Speaker
Description
Measurements of the branching ratios of conversion decays are necessary to test the vector dominance model and estimate the background in the study of quark-gluon plasma. An important source of information about the physical processes occurring in a quark-gluon plasma is the production of dileptons, in particular, the production of electron-positron pairs. In experiments, the measured number of lepton pairs exceeds the theoretically predicted one.
One of the main contributions to background events in the analysis of dilepton spectrum is the conversion decays of vector mesons. In particular, $\omega$ meson decay into $\pi^{0}e^{+}e^{-}$ should be taken into account.
The study of the conversion decay $ \omega \rightarrow \pi^{0}e^{+} e^{-} $ in the decay channel $\pi^{0} \rightarrow \gamma \gamma$ was performed with the CMD-3 detector at the VEPP-2000 $e^{+} e^{-}$ collider at the BINP in Novosibirsk. The analysis uses the data collected at the сenter of mass energy range 660 MeV - 840 MeV with total integrated luminosity of about 10 1/pb.
The main background processes are $\pi^{0}\pi^{+}\pi^{-}$ events, QED events, and $\pi^{0}\gamma$ decay events, when a monochromatic photon is converted into $e^{+} e^{-}$ pair on the material before the sensitive volume of the detector. To suppress the latter type of background, a deep neural network was used.
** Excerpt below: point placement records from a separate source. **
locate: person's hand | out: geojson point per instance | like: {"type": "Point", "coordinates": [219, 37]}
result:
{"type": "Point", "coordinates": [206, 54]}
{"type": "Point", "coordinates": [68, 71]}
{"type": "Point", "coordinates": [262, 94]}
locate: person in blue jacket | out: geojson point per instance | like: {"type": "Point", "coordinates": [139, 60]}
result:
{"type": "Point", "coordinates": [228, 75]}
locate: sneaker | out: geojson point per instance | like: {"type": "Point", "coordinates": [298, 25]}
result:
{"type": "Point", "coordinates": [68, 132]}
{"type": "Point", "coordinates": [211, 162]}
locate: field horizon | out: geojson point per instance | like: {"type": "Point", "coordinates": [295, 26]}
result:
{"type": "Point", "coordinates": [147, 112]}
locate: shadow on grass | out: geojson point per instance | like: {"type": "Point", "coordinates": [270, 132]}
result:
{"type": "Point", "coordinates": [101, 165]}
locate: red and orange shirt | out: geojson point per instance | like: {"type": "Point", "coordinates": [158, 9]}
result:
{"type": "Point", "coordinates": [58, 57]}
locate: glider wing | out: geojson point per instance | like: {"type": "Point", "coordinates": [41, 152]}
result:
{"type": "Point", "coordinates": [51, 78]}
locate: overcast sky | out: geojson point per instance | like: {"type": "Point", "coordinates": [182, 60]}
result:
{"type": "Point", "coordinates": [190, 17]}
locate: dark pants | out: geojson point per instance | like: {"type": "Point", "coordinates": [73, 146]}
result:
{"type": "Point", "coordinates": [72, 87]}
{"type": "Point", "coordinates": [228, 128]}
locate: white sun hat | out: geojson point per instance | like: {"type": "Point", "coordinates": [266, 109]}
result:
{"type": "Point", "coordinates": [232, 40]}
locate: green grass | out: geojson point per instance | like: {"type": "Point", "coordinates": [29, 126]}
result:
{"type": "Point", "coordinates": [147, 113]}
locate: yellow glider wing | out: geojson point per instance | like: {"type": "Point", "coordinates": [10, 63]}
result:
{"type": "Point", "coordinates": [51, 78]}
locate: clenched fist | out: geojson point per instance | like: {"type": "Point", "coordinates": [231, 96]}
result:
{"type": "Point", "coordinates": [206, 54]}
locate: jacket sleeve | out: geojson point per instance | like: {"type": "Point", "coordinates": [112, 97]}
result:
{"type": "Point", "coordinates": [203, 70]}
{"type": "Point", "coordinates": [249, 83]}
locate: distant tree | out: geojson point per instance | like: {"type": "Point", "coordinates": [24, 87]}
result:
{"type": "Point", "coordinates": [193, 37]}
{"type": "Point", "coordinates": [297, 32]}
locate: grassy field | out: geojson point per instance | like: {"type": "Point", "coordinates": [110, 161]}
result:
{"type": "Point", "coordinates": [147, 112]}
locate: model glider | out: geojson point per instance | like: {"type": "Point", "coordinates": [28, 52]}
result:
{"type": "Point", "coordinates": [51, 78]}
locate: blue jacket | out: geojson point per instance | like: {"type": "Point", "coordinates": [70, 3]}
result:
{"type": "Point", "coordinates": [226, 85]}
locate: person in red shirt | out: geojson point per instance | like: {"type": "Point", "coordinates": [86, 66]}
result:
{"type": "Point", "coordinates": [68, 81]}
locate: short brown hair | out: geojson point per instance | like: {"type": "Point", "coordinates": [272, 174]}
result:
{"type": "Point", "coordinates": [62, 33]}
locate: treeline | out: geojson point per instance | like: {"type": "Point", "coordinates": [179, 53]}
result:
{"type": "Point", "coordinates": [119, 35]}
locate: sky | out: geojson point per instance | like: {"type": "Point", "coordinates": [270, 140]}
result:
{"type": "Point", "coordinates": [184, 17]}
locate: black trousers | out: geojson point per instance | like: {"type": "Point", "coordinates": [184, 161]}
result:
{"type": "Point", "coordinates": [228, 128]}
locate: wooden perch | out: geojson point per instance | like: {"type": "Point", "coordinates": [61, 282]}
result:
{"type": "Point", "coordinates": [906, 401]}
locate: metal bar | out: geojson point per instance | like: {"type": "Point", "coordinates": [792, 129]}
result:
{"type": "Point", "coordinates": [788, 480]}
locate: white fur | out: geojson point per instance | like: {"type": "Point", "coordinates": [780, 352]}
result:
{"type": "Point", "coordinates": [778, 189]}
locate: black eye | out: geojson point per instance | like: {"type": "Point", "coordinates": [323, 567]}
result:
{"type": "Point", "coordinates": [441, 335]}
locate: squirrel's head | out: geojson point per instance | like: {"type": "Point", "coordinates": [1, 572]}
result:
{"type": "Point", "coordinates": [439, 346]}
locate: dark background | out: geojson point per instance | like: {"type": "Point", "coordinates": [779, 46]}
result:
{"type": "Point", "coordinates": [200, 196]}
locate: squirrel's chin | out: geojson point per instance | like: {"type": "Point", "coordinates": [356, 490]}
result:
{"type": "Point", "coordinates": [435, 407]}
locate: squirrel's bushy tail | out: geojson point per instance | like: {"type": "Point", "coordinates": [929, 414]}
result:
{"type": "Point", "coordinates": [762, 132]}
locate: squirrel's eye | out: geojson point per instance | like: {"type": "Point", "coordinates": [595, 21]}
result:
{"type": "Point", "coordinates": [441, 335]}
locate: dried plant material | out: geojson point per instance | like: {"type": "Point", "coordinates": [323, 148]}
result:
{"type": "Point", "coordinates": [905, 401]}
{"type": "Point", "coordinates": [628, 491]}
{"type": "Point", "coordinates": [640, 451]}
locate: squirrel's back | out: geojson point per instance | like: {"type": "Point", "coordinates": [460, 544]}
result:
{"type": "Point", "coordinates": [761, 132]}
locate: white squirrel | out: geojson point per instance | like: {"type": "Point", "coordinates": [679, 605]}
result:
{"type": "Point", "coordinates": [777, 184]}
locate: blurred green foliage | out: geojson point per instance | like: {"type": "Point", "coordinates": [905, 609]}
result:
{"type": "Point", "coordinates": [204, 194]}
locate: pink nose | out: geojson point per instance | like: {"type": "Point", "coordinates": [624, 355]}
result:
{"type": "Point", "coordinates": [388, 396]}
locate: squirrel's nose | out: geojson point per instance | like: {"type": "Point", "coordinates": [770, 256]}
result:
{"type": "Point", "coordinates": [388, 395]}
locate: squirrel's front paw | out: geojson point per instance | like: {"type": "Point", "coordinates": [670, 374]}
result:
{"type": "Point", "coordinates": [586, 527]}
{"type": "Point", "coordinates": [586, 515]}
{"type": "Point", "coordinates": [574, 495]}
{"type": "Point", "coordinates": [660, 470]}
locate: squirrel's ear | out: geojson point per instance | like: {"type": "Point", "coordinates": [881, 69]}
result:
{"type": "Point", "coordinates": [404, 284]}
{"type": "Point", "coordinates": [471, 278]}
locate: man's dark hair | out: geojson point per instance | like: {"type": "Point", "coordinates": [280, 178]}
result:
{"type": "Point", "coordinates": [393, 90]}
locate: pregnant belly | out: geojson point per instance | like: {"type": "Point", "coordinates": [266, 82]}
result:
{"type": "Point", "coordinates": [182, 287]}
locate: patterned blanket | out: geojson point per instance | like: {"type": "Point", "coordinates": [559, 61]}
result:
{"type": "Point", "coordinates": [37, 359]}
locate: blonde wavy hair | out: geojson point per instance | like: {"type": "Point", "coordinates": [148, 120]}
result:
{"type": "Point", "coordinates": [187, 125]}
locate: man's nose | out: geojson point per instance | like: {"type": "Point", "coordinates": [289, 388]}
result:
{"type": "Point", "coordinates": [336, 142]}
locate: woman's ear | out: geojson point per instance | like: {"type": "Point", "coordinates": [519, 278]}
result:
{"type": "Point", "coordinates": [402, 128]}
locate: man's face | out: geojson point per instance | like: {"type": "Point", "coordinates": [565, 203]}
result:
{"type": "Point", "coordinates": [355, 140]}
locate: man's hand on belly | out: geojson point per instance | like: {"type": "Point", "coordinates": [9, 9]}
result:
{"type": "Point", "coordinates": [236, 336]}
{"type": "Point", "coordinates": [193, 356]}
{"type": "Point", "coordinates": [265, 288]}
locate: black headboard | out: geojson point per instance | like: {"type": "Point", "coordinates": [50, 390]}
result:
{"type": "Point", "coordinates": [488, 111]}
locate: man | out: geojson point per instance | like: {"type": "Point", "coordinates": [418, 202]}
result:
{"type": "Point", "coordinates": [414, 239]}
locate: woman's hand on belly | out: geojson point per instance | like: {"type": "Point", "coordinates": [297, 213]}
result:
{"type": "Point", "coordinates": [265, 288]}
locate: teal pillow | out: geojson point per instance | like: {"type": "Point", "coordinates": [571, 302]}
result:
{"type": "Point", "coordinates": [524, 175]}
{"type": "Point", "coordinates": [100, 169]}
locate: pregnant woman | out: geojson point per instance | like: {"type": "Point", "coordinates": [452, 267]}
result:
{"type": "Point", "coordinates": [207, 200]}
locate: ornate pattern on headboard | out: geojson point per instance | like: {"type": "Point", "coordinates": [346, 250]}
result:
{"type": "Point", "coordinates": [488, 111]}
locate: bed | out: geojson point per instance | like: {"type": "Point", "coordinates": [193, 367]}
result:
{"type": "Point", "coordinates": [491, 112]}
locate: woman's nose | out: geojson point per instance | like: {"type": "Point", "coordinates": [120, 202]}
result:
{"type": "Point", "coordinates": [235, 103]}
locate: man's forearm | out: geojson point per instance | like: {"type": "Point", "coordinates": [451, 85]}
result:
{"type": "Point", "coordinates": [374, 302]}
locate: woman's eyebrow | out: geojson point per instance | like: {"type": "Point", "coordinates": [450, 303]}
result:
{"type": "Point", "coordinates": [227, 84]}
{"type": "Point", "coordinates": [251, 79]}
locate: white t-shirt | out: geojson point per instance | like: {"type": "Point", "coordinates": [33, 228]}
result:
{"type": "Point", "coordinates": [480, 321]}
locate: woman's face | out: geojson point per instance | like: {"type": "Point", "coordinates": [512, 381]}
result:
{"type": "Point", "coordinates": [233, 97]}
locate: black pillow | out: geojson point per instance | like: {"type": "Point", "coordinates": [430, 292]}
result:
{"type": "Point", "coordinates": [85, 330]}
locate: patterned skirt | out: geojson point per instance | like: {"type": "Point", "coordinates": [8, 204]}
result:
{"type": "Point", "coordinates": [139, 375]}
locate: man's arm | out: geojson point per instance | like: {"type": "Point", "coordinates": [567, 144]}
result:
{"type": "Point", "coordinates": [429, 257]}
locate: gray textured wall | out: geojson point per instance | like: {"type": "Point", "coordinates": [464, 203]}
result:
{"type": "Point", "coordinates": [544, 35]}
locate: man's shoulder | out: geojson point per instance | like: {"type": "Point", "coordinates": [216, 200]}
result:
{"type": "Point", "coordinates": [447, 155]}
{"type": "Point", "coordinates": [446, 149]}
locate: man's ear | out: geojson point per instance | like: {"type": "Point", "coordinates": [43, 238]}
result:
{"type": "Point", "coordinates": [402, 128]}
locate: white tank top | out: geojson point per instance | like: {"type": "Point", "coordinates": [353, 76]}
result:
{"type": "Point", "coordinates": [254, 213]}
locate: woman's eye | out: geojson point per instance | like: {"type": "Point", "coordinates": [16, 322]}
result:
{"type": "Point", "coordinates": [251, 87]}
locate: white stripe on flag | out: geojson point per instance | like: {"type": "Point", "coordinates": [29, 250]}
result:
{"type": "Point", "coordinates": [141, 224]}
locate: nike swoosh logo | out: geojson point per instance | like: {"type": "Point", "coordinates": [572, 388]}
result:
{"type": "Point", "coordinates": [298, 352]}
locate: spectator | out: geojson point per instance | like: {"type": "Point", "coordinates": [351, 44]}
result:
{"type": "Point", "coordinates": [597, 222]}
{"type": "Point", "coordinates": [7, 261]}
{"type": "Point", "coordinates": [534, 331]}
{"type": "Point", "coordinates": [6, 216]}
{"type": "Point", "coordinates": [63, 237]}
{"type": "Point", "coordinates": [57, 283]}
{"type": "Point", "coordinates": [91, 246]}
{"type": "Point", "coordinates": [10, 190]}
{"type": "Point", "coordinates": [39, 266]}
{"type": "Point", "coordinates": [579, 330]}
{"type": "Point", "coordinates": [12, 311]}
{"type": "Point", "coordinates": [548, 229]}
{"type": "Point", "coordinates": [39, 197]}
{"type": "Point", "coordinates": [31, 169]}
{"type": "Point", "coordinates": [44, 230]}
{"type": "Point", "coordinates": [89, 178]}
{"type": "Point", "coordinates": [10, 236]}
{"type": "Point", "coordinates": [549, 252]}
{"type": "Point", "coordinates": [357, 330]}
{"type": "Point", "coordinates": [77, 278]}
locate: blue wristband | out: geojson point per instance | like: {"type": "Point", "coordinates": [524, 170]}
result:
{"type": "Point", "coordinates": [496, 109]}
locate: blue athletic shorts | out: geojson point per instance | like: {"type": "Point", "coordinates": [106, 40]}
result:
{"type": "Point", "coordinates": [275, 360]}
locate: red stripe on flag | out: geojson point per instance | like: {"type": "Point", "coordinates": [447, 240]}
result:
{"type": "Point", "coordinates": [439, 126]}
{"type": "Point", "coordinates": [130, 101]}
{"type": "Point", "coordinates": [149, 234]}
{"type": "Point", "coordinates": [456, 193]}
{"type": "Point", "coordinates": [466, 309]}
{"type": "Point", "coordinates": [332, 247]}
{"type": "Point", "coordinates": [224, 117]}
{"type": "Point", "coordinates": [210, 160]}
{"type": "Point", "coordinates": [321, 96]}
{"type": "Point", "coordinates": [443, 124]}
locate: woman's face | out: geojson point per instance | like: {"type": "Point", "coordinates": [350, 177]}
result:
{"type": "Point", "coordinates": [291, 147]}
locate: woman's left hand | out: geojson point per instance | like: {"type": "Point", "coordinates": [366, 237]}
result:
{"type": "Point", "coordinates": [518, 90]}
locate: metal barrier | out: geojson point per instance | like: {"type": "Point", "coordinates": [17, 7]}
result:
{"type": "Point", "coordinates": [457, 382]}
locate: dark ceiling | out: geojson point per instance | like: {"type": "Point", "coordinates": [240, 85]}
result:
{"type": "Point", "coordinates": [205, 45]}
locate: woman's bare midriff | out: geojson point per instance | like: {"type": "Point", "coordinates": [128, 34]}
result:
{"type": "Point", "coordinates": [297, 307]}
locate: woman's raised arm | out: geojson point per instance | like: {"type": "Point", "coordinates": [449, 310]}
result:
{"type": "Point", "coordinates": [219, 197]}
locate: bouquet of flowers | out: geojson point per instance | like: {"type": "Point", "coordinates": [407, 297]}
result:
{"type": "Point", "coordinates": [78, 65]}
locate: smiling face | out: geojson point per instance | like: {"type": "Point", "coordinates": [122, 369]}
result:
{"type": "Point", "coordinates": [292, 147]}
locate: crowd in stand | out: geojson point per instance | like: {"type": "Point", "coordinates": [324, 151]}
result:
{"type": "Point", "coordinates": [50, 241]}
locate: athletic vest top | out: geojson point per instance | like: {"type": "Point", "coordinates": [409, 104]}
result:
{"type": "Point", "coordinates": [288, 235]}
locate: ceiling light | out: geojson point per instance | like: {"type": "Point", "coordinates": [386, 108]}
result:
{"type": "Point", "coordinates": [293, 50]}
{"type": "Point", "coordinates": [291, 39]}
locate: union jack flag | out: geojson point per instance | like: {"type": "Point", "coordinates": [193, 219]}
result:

The efficiencies of photons reconstruction, trigger, reconstruction of close tracks, and neural network application were calculated. The Born cross-section of the process under study was measured in the range 660 MeV -- 840 MeV and a preliminary result was obtained for the branching ratio of $\omega \to \pi^{0}e^{+}e^{-}$. The result is twice more precise than any previous measurements.